Non si può ridurre la complessità inviando lettere ai sindaci, quando la situazione degli edifici scolastici in Italia è drammatica, come ha ribadito il XII Rapporto su sicurezza, qualità e accessibilità a scuola di Cittadinanza attiva. La cosa incredibile è che sono state inizialmente bypassate le regioni, ma poi il ministero non può prescindere da noi e dà indicazioni ai comuni di rivolgersi alle regioni. Il Miur ci chiede, ad esempio, di fare l’istruttoria per i progetti di #scuolesicure e #scuolenuove.
Vada avanti.
Il vero problema è che i finanziamenti statali sono inutili senza lo sblocco del patto di stabilità degli enti locali, che non possono spenderli. È necessario pertanto definire le modalità di sbocco del patto di stabilità e stabilire, in modo chiaro ed univoco, le modalità di liquidazione degli enti locali una volta che sono avvenute le aggiudicazioni delle procedure di gara. Il Governo, attraverso il Cipe, ha prorogato al 31 dicembre 2014 i termini entro i quali comuni e province dovranno aggiudicare gli appalti nell’ambito dell’iniziativa #scuolesicure, ma è necessario dotarsi di regole certe sulle modalità di liquidazione degli enti locali, altrimenti restano solo annunci.
A proposito di governance e di ruoli istituzionali. È attuabile un piano edilizio come quello previsto dal governo, dopo la riforma Delrio delle province?
Assolutamente sì, perché l’edilizia scolastica resta una funzione fondamentale delle province, anche se Renzi ha scritto ai sindaci, ma non ai presidenti delle province. Però è necessario, ripeto, coinvolgere le Regioni in una prospettiva di raccordo tra istituzioni, in un’ottica sussidiaria, che non può far altro che bene soprattutto quando si parla di edilizia scolastica.
Che cosa servirebbe, concretamente, per fare quello che chiede?

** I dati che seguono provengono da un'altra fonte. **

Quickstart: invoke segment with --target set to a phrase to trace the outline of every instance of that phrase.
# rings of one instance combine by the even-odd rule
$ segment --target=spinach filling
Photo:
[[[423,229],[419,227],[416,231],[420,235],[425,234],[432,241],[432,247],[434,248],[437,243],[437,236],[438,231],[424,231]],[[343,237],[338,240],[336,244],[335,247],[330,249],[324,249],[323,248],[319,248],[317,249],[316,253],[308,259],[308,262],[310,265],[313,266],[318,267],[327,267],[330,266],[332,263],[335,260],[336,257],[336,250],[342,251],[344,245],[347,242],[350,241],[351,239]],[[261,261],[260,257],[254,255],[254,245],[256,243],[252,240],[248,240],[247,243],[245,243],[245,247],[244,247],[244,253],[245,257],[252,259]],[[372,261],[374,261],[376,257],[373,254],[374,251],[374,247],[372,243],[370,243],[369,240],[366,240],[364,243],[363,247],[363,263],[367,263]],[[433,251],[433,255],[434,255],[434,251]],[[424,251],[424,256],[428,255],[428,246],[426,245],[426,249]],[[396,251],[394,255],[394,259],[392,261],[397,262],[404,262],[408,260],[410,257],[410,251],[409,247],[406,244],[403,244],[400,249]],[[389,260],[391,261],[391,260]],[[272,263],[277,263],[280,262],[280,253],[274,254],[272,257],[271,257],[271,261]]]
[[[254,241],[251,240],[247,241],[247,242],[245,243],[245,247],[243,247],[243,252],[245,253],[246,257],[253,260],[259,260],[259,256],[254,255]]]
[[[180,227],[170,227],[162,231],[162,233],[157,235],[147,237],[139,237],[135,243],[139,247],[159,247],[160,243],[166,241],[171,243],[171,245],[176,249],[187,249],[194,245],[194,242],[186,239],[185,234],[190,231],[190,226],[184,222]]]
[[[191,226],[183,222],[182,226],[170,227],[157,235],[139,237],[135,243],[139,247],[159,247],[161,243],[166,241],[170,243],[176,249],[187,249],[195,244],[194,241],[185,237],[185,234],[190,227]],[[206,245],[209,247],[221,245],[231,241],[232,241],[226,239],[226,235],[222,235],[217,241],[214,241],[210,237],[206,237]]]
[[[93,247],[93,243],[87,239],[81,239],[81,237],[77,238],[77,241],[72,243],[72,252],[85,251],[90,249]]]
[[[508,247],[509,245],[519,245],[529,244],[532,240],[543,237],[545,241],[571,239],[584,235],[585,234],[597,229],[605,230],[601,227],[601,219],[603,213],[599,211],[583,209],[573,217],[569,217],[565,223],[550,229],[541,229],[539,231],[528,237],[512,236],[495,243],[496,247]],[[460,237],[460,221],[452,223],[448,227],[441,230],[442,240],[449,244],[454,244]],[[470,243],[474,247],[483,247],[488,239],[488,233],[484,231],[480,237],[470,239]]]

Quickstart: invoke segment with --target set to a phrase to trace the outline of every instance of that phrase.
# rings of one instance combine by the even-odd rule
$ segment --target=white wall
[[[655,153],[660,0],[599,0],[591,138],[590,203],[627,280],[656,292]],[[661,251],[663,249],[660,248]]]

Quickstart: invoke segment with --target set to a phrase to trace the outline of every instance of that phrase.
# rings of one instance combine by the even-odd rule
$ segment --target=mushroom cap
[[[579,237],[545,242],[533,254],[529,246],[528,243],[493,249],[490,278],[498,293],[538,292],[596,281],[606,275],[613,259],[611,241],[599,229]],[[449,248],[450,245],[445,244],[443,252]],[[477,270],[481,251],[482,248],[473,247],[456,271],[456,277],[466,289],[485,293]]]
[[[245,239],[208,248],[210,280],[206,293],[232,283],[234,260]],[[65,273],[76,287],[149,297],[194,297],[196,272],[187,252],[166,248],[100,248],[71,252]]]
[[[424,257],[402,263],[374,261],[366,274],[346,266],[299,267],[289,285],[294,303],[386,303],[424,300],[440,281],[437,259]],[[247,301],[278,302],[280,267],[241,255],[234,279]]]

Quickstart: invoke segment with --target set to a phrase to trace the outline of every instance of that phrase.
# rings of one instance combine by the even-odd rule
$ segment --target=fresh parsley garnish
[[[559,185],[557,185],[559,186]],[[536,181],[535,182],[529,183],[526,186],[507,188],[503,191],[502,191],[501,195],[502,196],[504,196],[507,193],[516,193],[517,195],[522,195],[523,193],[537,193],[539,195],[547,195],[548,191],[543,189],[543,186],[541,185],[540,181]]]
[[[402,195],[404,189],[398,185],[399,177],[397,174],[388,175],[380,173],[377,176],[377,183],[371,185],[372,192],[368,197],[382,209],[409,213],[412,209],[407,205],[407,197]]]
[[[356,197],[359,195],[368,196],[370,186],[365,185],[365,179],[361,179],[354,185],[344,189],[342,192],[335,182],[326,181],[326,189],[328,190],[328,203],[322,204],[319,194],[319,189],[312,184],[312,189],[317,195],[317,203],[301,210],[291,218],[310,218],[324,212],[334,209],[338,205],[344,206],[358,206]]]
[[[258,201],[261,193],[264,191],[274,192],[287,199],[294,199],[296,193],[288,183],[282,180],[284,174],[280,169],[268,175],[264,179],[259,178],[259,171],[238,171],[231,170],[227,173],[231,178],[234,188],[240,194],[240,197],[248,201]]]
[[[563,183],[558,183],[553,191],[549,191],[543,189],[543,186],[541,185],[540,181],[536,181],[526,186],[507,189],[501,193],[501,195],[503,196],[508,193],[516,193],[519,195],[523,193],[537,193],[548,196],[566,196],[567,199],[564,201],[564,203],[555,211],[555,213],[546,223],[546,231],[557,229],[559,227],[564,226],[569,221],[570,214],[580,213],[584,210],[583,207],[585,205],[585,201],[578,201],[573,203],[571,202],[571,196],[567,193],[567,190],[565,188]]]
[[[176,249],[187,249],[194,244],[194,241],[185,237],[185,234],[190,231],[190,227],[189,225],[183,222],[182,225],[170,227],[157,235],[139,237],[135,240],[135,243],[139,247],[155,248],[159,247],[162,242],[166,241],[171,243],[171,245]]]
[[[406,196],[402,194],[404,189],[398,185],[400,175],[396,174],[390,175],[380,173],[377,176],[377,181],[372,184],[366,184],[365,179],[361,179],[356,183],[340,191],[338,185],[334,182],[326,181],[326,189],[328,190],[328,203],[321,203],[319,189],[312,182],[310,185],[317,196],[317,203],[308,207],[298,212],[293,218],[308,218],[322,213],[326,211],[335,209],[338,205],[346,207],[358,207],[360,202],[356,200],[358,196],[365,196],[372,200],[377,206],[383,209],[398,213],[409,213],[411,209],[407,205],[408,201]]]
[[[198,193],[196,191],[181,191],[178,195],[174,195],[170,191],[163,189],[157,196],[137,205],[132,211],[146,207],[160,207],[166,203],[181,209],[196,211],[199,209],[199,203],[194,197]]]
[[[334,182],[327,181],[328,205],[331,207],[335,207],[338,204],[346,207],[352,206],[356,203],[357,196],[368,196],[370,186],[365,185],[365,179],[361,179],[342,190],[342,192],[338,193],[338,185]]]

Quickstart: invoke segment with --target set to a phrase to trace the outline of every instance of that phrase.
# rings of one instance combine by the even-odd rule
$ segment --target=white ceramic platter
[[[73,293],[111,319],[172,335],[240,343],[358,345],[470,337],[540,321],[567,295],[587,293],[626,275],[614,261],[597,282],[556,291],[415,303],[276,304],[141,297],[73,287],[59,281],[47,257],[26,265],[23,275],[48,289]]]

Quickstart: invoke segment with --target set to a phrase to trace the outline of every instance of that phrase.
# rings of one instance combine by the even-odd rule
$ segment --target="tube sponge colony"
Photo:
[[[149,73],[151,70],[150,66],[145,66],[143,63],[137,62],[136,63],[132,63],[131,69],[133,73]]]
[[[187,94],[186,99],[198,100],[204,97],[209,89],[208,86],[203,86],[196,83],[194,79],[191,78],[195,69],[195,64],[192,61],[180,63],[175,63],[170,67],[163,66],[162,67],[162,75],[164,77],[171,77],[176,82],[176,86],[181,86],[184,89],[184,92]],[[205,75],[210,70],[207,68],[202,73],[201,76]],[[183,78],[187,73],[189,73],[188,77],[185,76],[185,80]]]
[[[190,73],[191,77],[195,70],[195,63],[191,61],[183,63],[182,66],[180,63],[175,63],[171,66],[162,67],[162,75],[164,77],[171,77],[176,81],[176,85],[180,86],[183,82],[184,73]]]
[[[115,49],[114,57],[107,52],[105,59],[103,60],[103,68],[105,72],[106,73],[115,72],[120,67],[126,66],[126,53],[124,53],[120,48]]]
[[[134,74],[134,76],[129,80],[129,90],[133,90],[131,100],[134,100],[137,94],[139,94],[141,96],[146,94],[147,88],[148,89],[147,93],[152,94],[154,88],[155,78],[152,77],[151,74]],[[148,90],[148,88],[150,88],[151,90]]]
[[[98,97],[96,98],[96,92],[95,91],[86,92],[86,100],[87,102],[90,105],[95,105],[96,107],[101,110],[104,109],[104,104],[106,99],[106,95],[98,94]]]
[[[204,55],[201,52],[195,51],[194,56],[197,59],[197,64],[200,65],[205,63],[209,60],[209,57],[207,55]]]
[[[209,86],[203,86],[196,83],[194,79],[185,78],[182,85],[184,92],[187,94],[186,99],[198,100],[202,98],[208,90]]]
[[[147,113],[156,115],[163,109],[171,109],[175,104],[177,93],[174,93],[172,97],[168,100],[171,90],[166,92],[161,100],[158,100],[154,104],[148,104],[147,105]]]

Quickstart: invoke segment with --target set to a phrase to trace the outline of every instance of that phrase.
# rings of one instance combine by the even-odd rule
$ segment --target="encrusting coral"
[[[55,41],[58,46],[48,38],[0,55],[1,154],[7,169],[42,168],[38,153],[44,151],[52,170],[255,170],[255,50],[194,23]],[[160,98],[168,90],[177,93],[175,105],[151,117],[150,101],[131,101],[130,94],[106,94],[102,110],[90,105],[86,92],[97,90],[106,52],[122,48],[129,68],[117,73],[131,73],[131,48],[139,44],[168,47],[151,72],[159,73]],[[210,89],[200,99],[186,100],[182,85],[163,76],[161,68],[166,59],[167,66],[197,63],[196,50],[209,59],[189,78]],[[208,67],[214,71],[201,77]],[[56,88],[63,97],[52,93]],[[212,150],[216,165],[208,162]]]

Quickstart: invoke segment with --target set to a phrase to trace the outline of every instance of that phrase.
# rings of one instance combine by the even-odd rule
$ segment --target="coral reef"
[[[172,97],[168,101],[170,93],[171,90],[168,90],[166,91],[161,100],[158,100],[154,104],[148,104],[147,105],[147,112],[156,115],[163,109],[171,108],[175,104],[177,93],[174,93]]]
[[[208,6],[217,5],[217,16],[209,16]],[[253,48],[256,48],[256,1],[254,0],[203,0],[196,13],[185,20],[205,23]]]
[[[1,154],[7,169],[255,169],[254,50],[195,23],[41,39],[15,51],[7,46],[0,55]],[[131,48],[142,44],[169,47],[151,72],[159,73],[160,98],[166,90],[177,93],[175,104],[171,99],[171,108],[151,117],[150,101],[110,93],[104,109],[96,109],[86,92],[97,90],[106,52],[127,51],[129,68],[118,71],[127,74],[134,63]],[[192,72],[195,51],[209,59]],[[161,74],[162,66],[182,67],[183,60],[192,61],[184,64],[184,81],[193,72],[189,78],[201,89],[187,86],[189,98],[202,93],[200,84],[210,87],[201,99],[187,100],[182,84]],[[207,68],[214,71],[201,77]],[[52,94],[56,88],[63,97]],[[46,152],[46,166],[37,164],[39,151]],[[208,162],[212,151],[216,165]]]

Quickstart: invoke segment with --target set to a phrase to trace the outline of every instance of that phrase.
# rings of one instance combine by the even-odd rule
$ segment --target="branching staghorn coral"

Ad agosto 2013 governo, Regioni ed enti locali avevano trovato un accordo, sottoscritto all’unanimità, basato su alcuni principi semplici e funzionali: avere finanziamenti ordinari e pluriennali; basare la programmazione degli interventi sulle richieste dei territori provinciali e comunali e validarla a livello regionale. Si era persino condiviso che il finanziamento fosse suddiviso un terzo a carico di ciascuno tra Stato, Regione ed ente locale. Ma oggi si sta perdendo l’occasione di uscire da un approccio emergenziale e passare ad una logica di programmazione, nonché di mantenere una condivisione tra i diversi livelli istituzionali.